Trace concentrations of a number of pharmaceutically active compounds have been detected in the aquatic environment in many countries, where they are thought to have the potential to exert adverse effects on non-target organisms. Amiodarone (AMD) is one such high-risk compound commonly used in general hospitals. AMD is known to alter normal thyroid hormone (TH) function, although little information is available regarding the specific mechanism by which this disruption occurs. Anuran tadpole metamorphosis is a TH-controlled developmental process and has proven to be useful as a screening tool for environmental pollutants suspected of disrupting TH functions. In the present study, our objective was to clarify the effects of AMD on Xenopus metamorphosis as well as to assess the bioconcentration of this pharmaceutical in the liver. We found that AMD suppressed spontaneous metamorphosis, including tail regression and hindlimb elongation in pro-metamorphic stage tadpoles, which is controlled by endogenous circulating TH, indicating that AMD is a TH antagonist.
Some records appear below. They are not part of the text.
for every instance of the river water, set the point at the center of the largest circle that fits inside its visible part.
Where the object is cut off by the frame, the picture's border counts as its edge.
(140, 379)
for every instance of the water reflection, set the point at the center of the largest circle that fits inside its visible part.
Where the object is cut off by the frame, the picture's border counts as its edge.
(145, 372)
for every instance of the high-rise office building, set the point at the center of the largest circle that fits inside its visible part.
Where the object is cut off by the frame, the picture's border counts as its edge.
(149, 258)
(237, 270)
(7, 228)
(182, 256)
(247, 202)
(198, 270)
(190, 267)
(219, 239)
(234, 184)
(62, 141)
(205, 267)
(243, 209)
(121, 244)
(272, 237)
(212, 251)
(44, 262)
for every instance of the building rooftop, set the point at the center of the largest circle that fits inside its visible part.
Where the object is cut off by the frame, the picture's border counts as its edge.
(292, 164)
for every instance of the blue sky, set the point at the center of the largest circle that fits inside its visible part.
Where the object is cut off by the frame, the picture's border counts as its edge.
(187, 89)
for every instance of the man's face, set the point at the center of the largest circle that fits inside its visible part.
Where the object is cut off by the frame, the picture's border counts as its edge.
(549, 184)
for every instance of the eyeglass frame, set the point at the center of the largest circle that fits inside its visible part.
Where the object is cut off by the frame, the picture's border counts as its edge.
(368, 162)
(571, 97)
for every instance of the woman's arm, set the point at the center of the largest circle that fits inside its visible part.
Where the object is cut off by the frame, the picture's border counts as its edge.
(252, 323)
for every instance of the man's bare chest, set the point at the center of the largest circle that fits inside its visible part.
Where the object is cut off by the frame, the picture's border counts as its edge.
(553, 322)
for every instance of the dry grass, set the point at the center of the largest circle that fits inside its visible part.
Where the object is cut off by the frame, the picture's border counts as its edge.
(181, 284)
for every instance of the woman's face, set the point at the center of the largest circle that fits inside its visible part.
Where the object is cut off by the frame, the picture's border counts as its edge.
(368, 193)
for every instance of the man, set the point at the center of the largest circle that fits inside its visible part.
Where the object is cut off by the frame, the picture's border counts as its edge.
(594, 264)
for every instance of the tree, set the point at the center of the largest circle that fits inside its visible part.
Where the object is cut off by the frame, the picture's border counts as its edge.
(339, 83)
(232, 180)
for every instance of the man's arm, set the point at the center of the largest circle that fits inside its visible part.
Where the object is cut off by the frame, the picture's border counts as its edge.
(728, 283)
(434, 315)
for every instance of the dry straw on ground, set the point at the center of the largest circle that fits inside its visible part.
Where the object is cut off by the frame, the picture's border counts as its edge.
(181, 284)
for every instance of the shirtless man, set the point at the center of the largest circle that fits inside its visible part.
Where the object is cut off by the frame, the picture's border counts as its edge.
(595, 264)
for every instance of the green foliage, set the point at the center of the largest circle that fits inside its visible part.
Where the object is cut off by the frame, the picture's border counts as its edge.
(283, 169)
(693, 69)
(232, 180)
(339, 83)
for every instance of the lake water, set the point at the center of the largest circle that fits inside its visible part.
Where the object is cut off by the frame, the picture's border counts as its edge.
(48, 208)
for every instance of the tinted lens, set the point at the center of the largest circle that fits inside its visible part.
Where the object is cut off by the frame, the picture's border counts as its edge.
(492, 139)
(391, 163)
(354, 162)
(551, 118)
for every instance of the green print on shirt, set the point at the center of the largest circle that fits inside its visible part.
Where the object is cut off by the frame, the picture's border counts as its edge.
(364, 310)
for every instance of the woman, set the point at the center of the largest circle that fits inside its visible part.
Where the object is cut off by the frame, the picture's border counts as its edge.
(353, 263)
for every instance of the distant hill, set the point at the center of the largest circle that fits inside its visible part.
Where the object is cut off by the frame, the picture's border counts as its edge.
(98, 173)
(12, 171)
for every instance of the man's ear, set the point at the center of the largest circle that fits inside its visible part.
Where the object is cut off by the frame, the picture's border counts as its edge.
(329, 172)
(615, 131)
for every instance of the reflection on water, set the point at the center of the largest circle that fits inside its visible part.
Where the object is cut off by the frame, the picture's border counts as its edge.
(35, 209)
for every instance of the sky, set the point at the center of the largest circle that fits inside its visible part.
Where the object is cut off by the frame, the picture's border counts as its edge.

In transgenic X. laevis tadpoles carrying plasmid DNA containing TH-responsive element (TRE) and a 5′-upstream promoter region of the TH receptor (TR) βA1 gene linked to a green fluorescent protein (EGFP) gene, triiodothyronine (T₃) exposure induced a strong EGFP expression in the hind limbs, whereas the addition of AMD to T₃ suppressed EGFP expression, suggesting that this drug interferes with the binding of T₃ to TR, leading to the inhibition of TR-mediated gene expression. We also found AMD to be highly bioconcentrated in the liver of pro-metamorphic X. tropicalis tadpoles, and we monitored hepatic accumulation of this drug using mass spectrometry imaging (MSI). Our findings suggest that AMD imposes potential risk to aquatic wildlife by disrupting TH homeostasis, with further possibility of accumulating in organisms higher up in the food chain.

在许多国家的水生环境中已检测到痕量浓度的多种药物活性化合物，据认为这些物质可能对非目标生物产生不利影响。胺碘酮（AMD）是综合医院中常用的一种此类高风险化合物。众所周知，AMD能改变正常的甲状腺激素（TH）功能，尽管关于这种破坏发生的具体机制的信息很少。Anuran meta变态是TH控制的发育过程，已被证明可作为怀疑怀疑破坏TH功能的环境污染物的筛选工具。在本研究中，我们的目的是阐明AMD对非洲爪蟾的影响变态以及评估这种药物在肝脏中的生物浓度。我们发现AMD抑制了自变态，包括变态阶段t中的尾巴退缩和后肢伸长，这是由内源性循环TH控制的，表明AMD是TH拮抗剂。在携带含有TH反应元件（TRE）和TH受体（TR）βA1基因5'上游启动子区域的质粒DNA的转基因X. laevis t中，该基因与绿色荧光蛋白（EGFP）基因相连，三碘甲腺氨酸（T ₃）暴露诱导后肢中强烈的EGFP表达，而在T _3中添加AMD会抑制EGFP表达，表明该药物干扰T ₃的结合到TR，导致抑制TR介导的基因表达。我们还发现AMD在原变质热带X. t的肝脏中高度生物富集，并使用质谱成像（MSI）监测了该药物在肝脏中的蓄积。我们的研究结果表明，AMD通过破坏TH体内稳态而对水生野生生物构成潜在风险，并有可能在食物链中较高的生物体内积累。